Hasia R. Diner, Paul S. and Sylvia Steinberg Professor of American Jewish History; Professor of Hebrew and Judaic Studies
New York University

Paul R. Spickard. Mixed Blood: Intermarriage and Ethnic Identity in Twentieth-Century America. Madison: University of Wisconsin Press. 1989. Pp. xii, 532 pages.

Paul R. Spickard has performed a tremendous service to historians and other students of ethnicity in writing this study of the historic patterns and changing meaning of out-group marriage. In focusing on the experiences of those Japanese Americans, American Jews, and African Americans who chose to wed nongroup members, and conversely on the experiences of white, Christian Americans as they took spouses from these three minority groups, the author seeks to link social structure and cultural constructs as explanations for particular patterns.

Spickard ought to be credited for authoring the first serious historical hook on the subject and for taking this extremely important topic out of the sole domain of sociologists, who are eager to build models and are therefore oblivious to subtleties of time and place. Indeed, the sociological generalizations about who has intermarried and why provides Spickard with the departure point for this analysis. He ultimately tests the extant models and asks which ones work under which circumstances. No historian before has tackled this issue, and, where they have attempted to address it, they have subsumed it under the rubric of a study of one group without any benefit of comparative analysis. The fact, for example, that intermarriage rates and patterns for Americans of Japanese ancestry and Jews resemble one another discounts, according to Spickard, the importance attributable to color and physical appearance as a barrier to romance across group lines. On the other hand, among African Americans and Jews the dominant pattern of minority-group men marrying majority-group women—rather than conversely—indicates that out-group marriage patterns can, under certain circumstances, be linked to social and economic mobility.

This study also takes the issue of intermarriage out of the hands of group activists, leaders, and apologists who are concerned about the implications of intermarriage rates for group solidarity.
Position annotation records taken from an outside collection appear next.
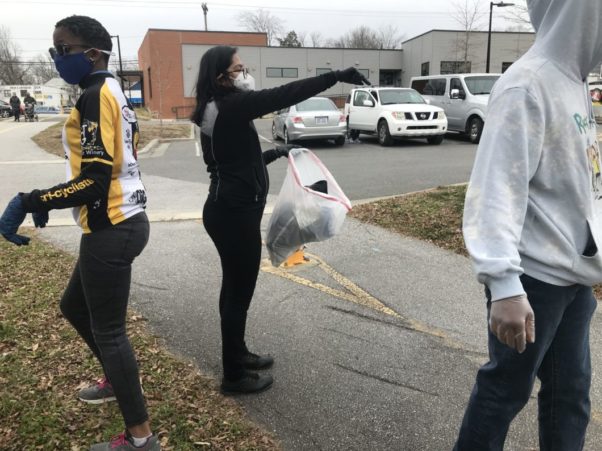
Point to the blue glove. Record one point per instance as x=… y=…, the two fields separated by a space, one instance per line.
x=40 y=219
x=11 y=219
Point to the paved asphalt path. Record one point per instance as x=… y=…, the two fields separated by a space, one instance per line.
x=377 y=342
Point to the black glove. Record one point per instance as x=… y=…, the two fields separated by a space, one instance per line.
x=352 y=76
x=11 y=219
x=40 y=218
x=283 y=150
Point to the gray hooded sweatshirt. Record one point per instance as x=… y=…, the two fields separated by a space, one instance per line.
x=534 y=202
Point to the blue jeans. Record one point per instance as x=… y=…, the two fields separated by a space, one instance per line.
x=560 y=358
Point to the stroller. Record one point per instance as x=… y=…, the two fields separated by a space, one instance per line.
x=30 y=112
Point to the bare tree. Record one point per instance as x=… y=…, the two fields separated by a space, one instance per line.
x=364 y=37
x=389 y=37
x=42 y=69
x=467 y=13
x=12 y=71
x=262 y=21
x=518 y=16
x=316 y=39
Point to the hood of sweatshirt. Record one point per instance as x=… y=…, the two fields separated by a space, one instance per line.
x=569 y=32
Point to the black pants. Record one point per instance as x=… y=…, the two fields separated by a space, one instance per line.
x=95 y=303
x=237 y=237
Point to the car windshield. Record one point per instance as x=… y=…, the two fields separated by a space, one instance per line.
x=397 y=96
x=316 y=105
x=480 y=85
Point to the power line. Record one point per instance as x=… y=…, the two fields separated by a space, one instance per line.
x=174 y=4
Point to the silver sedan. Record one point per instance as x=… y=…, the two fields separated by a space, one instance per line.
x=314 y=118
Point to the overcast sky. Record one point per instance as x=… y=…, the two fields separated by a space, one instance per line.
x=31 y=22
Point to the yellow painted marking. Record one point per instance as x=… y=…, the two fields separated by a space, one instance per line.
x=97 y=160
x=353 y=293
x=9 y=129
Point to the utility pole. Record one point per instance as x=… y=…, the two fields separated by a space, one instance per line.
x=491 y=5
x=205 y=10
x=120 y=63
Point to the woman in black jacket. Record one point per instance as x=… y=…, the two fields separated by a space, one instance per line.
x=226 y=107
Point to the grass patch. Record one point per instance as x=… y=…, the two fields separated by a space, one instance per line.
x=50 y=139
x=434 y=216
x=154 y=130
x=43 y=363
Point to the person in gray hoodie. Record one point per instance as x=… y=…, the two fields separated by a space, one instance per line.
x=532 y=228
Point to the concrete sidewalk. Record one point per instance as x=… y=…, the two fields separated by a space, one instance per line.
x=377 y=342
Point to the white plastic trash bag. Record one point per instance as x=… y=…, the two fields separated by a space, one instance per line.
x=310 y=207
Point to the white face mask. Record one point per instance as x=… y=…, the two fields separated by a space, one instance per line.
x=244 y=82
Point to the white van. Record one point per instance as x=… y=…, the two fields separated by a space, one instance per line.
x=464 y=98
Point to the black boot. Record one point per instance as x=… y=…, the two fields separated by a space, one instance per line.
x=257 y=362
x=248 y=383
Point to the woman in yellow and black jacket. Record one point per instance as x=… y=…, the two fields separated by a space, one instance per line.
x=107 y=196
x=226 y=107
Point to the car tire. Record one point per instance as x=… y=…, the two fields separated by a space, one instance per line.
x=384 y=137
x=435 y=140
x=354 y=134
x=475 y=129
x=275 y=136
x=287 y=140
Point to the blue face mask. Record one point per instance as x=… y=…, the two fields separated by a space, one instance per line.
x=73 y=68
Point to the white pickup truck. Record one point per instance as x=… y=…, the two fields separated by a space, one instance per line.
x=393 y=113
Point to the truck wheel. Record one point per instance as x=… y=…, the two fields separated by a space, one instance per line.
x=384 y=137
x=435 y=140
x=475 y=128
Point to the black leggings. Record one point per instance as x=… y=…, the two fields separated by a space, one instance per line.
x=95 y=303
x=237 y=237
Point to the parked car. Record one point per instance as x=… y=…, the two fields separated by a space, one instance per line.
x=464 y=97
x=5 y=109
x=314 y=118
x=42 y=109
x=394 y=113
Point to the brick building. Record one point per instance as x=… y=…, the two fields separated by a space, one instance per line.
x=162 y=66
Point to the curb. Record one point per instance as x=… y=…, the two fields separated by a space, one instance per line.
x=355 y=203
x=156 y=142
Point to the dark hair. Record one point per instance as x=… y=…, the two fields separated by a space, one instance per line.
x=90 y=30
x=213 y=63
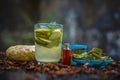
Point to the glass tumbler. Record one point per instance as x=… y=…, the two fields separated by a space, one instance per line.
x=48 y=41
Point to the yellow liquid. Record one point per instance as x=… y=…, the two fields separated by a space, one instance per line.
x=48 y=45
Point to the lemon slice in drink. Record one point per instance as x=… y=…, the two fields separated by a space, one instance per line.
x=56 y=34
x=42 y=41
x=43 y=33
x=55 y=38
x=42 y=36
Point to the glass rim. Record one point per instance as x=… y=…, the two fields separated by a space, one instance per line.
x=48 y=23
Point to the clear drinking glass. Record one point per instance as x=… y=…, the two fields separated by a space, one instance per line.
x=48 y=41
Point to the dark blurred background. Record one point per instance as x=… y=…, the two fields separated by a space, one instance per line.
x=92 y=22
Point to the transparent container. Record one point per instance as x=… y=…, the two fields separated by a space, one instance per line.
x=48 y=41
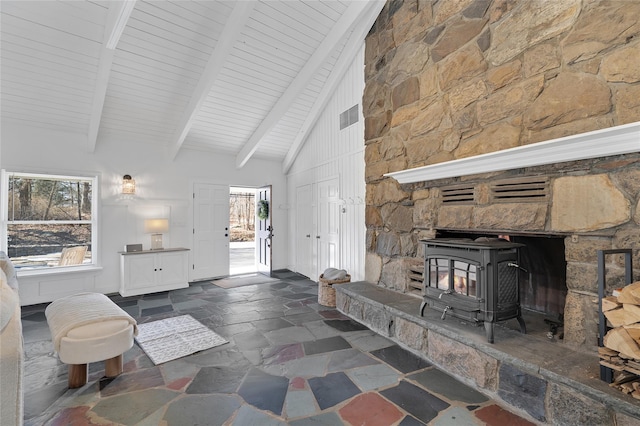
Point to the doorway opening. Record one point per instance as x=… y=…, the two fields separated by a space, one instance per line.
x=242 y=233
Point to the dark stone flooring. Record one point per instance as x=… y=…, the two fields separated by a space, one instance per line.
x=289 y=361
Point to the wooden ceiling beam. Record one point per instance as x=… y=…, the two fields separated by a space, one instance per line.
x=117 y=17
x=232 y=30
x=356 y=11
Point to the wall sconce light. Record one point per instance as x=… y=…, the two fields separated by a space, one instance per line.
x=128 y=185
x=156 y=227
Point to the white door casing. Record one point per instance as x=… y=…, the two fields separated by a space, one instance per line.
x=264 y=232
x=210 y=231
x=304 y=231
x=328 y=232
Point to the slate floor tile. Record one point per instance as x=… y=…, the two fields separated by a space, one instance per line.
x=289 y=335
x=271 y=324
x=368 y=341
x=264 y=391
x=374 y=376
x=130 y=408
x=284 y=353
x=324 y=419
x=493 y=415
x=329 y=344
x=437 y=381
x=400 y=359
x=37 y=401
x=370 y=409
x=308 y=366
x=345 y=325
x=156 y=310
x=215 y=380
x=332 y=389
x=250 y=416
x=410 y=421
x=210 y=410
x=300 y=403
x=455 y=416
x=349 y=358
x=416 y=401
x=138 y=380
x=253 y=339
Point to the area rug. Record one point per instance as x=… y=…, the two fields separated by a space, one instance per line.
x=242 y=280
x=173 y=338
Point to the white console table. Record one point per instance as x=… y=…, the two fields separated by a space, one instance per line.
x=151 y=271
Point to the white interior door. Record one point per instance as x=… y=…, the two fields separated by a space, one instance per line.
x=304 y=231
x=210 y=231
x=328 y=231
x=264 y=232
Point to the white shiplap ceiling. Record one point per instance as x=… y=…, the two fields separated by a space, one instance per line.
x=246 y=78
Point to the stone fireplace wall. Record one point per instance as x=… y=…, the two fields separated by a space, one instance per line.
x=453 y=79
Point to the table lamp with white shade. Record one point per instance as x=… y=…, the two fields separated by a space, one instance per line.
x=156 y=227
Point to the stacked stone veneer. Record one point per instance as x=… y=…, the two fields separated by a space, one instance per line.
x=453 y=79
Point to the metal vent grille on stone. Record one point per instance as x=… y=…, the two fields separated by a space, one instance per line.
x=528 y=189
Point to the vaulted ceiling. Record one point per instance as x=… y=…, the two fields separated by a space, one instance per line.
x=246 y=78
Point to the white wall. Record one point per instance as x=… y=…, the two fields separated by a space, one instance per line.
x=162 y=184
x=330 y=152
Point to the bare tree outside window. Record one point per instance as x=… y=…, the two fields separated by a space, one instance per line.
x=241 y=215
x=47 y=214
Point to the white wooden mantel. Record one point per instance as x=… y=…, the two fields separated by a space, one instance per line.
x=599 y=143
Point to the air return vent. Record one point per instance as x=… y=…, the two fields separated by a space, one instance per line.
x=519 y=190
x=459 y=194
x=349 y=117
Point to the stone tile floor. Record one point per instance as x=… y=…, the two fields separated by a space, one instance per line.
x=289 y=361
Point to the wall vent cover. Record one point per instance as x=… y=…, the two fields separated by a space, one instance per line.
x=459 y=194
x=526 y=189
x=349 y=117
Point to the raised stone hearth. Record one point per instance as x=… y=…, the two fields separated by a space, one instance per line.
x=452 y=81
x=544 y=380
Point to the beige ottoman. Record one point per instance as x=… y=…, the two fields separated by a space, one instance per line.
x=89 y=327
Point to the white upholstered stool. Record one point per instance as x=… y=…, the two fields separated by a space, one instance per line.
x=89 y=327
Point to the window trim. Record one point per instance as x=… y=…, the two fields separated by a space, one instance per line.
x=95 y=199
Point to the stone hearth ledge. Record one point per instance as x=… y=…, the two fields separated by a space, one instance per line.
x=558 y=364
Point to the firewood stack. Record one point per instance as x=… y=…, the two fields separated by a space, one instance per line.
x=621 y=351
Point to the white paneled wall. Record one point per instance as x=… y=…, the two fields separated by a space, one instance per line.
x=331 y=152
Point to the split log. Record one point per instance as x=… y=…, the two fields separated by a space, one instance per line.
x=602 y=351
x=619 y=317
x=634 y=331
x=609 y=303
x=632 y=310
x=619 y=340
x=630 y=293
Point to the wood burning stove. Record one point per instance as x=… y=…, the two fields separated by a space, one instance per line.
x=474 y=280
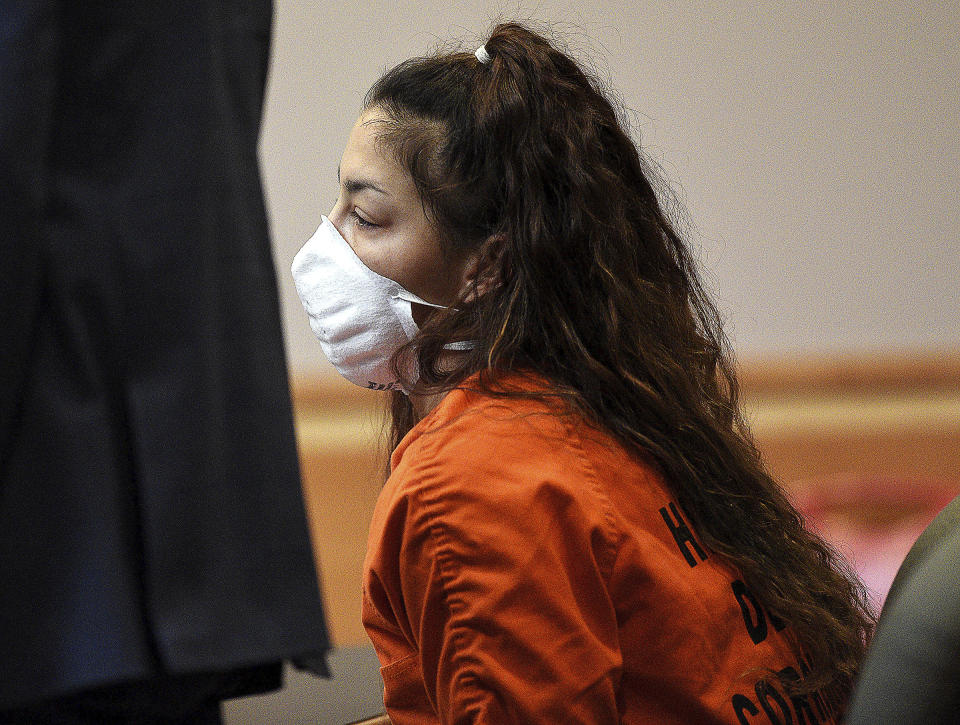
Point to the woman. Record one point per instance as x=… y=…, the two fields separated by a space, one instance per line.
x=577 y=527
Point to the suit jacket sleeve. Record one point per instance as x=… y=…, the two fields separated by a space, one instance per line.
x=28 y=56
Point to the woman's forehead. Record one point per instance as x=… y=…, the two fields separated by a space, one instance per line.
x=365 y=159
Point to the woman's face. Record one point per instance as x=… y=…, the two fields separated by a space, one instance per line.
x=379 y=214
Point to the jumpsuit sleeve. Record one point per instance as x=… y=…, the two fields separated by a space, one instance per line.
x=502 y=581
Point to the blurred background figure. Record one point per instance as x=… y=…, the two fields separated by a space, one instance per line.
x=912 y=669
x=154 y=553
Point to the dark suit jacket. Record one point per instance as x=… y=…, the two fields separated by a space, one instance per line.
x=151 y=515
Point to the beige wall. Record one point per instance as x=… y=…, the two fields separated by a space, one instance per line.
x=816 y=146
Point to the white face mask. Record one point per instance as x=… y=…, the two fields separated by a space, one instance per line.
x=360 y=317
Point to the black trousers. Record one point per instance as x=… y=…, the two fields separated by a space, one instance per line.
x=165 y=700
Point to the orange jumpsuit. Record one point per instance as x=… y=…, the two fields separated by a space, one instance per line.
x=523 y=567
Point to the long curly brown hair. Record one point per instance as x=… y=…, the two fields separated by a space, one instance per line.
x=525 y=160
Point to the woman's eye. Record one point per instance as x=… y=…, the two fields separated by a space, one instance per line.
x=361 y=222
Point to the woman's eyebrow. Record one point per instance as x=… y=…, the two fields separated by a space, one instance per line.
x=355 y=186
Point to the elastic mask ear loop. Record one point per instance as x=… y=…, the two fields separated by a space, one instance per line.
x=460 y=345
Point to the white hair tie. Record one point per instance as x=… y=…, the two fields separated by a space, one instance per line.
x=482 y=55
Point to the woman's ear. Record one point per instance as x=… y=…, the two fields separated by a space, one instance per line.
x=482 y=270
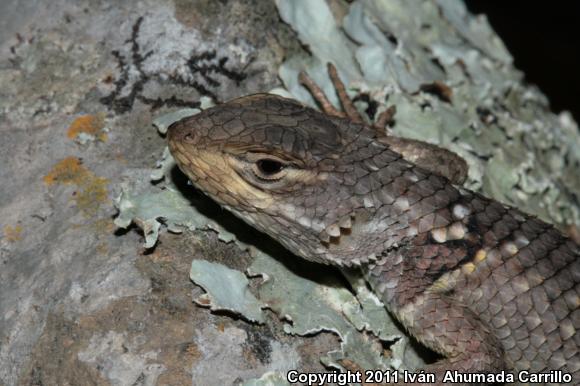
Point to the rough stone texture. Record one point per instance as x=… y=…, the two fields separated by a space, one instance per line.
x=80 y=82
x=82 y=303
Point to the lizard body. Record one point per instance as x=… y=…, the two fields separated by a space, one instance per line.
x=483 y=284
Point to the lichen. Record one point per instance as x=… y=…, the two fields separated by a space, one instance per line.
x=91 y=190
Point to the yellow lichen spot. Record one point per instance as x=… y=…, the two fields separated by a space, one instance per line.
x=468 y=267
x=92 y=190
x=68 y=171
x=480 y=256
x=88 y=124
x=12 y=234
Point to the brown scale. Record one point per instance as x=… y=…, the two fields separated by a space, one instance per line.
x=484 y=285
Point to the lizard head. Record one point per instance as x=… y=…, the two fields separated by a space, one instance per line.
x=288 y=170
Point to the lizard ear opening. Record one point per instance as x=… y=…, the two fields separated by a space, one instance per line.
x=268 y=168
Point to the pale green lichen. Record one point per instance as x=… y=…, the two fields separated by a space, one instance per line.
x=268 y=379
x=518 y=152
x=227 y=290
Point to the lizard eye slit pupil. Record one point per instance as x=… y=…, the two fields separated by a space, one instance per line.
x=269 y=167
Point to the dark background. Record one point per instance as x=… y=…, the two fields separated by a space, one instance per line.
x=544 y=39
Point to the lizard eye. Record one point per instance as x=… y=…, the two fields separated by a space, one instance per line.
x=269 y=166
x=269 y=169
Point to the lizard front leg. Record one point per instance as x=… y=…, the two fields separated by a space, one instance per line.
x=431 y=157
x=454 y=331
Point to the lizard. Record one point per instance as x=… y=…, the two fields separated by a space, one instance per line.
x=483 y=284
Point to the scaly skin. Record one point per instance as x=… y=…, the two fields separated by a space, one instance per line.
x=485 y=285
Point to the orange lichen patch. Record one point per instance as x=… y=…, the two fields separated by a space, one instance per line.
x=12 y=234
x=88 y=124
x=92 y=190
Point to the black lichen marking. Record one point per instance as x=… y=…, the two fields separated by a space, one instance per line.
x=205 y=64
x=258 y=342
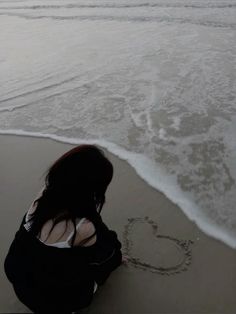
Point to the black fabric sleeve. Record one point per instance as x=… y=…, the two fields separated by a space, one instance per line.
x=106 y=254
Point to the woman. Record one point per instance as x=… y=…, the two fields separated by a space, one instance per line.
x=63 y=250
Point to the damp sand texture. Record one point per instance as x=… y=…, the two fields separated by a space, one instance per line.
x=153 y=81
x=208 y=283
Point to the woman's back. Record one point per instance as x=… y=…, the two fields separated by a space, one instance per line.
x=58 y=255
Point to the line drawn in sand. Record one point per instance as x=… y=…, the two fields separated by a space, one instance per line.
x=164 y=255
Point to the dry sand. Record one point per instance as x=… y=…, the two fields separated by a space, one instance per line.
x=173 y=266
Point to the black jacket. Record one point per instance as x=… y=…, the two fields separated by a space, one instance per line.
x=50 y=279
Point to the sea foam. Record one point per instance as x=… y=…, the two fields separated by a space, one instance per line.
x=154 y=83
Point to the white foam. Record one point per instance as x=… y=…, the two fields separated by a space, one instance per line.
x=154 y=84
x=148 y=171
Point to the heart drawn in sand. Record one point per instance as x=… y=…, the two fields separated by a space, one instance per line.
x=148 y=250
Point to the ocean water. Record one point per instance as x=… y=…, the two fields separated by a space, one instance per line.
x=152 y=81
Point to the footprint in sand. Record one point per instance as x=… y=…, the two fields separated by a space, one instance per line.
x=148 y=250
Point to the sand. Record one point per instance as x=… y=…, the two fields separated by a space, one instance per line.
x=172 y=266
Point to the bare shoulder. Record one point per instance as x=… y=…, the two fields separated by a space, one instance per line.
x=86 y=230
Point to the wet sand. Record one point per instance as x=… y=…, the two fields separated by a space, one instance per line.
x=172 y=266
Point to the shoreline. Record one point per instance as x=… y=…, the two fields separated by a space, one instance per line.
x=183 y=269
x=136 y=161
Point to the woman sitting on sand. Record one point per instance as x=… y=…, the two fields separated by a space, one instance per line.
x=63 y=250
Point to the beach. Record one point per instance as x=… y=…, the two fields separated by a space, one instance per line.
x=172 y=266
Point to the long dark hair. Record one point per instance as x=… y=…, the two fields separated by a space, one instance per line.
x=75 y=187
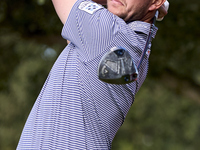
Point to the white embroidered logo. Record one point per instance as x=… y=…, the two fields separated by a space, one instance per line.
x=89 y=7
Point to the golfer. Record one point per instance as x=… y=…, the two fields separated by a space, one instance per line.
x=75 y=110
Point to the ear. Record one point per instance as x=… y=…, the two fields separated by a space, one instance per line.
x=156 y=4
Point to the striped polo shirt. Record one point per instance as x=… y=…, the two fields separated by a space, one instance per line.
x=75 y=110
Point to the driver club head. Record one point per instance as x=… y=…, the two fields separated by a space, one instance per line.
x=117 y=67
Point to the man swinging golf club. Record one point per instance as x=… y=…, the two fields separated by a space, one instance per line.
x=76 y=110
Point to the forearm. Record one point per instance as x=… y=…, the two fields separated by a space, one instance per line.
x=63 y=8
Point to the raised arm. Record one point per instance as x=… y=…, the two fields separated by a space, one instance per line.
x=63 y=8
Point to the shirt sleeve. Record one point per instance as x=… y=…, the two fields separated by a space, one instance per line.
x=91 y=27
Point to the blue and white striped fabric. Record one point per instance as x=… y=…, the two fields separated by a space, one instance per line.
x=75 y=110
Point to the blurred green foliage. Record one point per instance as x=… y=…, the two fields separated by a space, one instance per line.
x=166 y=111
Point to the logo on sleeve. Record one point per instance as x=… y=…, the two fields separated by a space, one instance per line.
x=89 y=7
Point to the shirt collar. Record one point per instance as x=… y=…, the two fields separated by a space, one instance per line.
x=140 y=26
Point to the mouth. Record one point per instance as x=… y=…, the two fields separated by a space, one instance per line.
x=117 y=2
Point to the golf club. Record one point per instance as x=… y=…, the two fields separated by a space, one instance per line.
x=117 y=65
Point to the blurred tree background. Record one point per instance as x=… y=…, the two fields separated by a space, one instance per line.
x=166 y=112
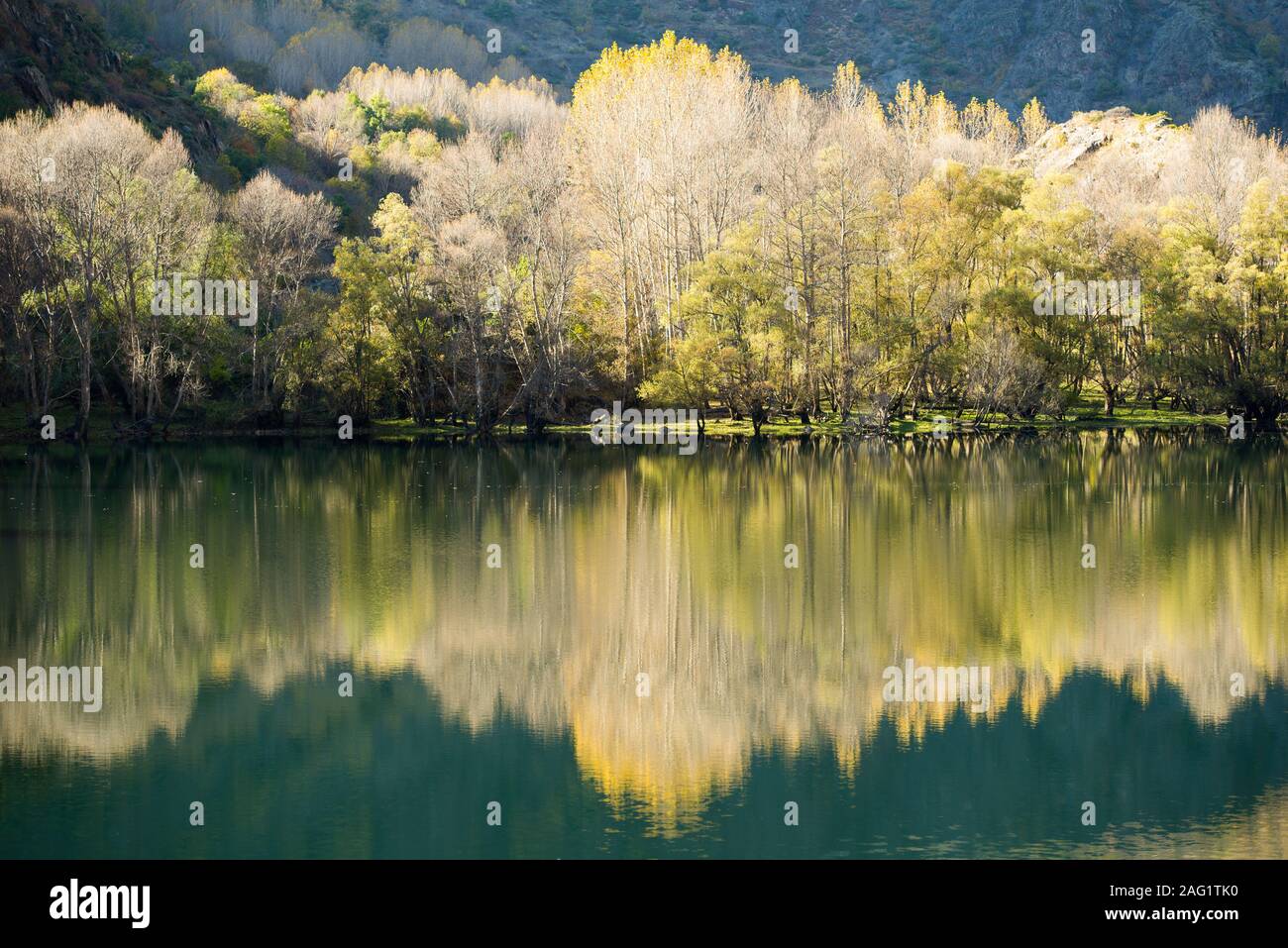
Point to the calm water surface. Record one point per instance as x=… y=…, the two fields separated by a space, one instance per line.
x=520 y=685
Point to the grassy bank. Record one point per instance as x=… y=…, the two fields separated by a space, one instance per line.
x=104 y=425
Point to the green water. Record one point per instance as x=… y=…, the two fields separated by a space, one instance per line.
x=643 y=673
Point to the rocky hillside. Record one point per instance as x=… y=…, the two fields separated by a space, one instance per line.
x=1151 y=55
x=52 y=51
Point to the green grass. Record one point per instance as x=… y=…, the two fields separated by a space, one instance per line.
x=1086 y=415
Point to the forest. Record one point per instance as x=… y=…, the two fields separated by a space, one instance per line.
x=677 y=235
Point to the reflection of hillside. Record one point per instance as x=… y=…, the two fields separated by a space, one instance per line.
x=621 y=562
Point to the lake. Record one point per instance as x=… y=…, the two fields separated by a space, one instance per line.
x=559 y=649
By offering a dispassionate and comparative study of the topic, analyzed historically and oriented toward looking for change over time, Spickard adds a note of clearheaded rationality to an otherwise intensely emotional subject. He convincingly proves that marriage outside the group does not always mean a loss to the group or a severing of the bonds between the out-marner and the community of his or her birth. Intermarriage, according to Spickard, has different meanings under varying circumstances. Spickard in no place denigrates the passionate feelings of group members worried about intermarriage or its implications for ethnic cohesion; he offers instead an alternative, cooler way of looking at the issues.

In several other ways, this book ought to be commended and recommended. For one, he treats the issue in its complexity rather than simplicity. To really study intermarriage, the scholar must recognize that members of two groups are involved, and the behavior and attitudes of both are crucial to a thorough analysis. Second, marriage involves both genders, and a study that does not take cognizance of differences in attitude, expectations, and social positions of men and women would not adequately cover the problem. But Spickard addresses these issues and provides historians of ethnicity, gender, and race with a thoroughly researched, sophisticated analysis that should displace the usual sociologically based, model-oriented generalizations that have dominated the field.